In a renewed blow to stability Wednesday, suspected Shiite militants blew up three Sunni mosques south of Baghdad, causing heavy damage but no casualties. The bombings were apparently revenge strikes for a suicide truck bombing a day before that badly damaged an important Shiite mosque in the heart of the capital. At least 87 died in that attack.
Police said suspected Shiite militiamen detonated a bomb inside a Sunni mosque in Haswa, 30 miles south of Baghdad, at about 1 a.m. About six hours later, militants struck again at mosque near Hillah, 60 miles south of the capital.

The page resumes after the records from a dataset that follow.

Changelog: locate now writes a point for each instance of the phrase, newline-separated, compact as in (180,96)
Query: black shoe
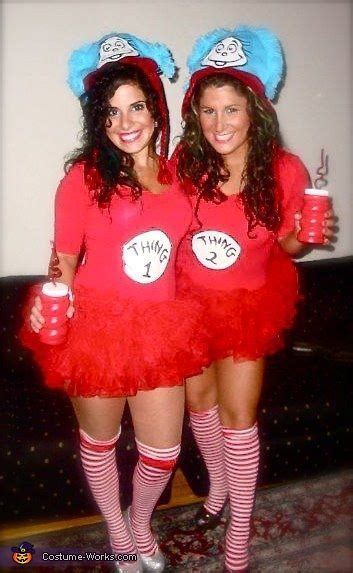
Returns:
(206,520)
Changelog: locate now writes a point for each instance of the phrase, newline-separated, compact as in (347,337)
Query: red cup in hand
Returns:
(316,203)
(55,302)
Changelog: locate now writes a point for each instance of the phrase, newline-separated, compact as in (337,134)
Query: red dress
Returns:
(128,332)
(247,284)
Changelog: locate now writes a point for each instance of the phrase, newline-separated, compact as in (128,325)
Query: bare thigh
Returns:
(201,391)
(99,417)
(157,416)
(239,389)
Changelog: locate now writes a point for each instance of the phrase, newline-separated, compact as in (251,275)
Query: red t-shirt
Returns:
(130,247)
(220,254)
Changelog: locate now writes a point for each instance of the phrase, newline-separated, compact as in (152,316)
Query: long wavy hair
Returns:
(203,170)
(105,166)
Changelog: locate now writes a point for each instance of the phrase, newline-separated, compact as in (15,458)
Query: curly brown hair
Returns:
(203,170)
(105,166)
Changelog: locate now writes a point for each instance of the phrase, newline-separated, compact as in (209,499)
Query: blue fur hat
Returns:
(256,51)
(114,47)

A third Sunni mosque was attacked and damaged in an explosion in Iskandariyah, 30 miles south of Baghdad; that mosque was first attacked last week.
Police officials who reported the bombings spoke on condition of anonymity because they feared retribution.
The attackers near Hillah also targeted the imam's house near the mosque, but the cleric fled when he saw them coming, according to the police.
The Sunni mosque bombings appeared to be retribution for Tuesday's suicide truck bombing against the Shiite Khulani mosque in central Baghdad _ the deadliest single attack in Iraq in two months.
At a joint briefing with a U.S. military spokesman, Brig. Qassim al-Moussawi, of the Iraqi army, said the truck was carrying about 50 cooking gas cylinders and about 1,100 pounds of TNT.
Al-Moussawi said the truck bomb was prepared in the nearby Sheik Omar industrial zone and that the Iraqis had no checkpoints on roads between there and the mosque.
Police initially said the bomb was hidden in a truck piled high with electric fans and air conditioners.
Nationwide, police and morgue officials said 60 people died in sectarian-related violence, 32 of them bodies found in Baghdad. Most showed signs of torture.
The U.S. military spokesman, Rear Adm. Mark Fox, acknowledged "an increasing pattern of attacks" against Baghdad's Green Zone, a day after a mortar barrage against the heavily fortified area sent soldiers and contractors scrambling for cover.
Fox declined to provide details on the number of attacks against the Green Zone, also known as the International Zone, which houses the U.S. and British embassies as well as Iraqi government buildings on the west bank of the Tigris River.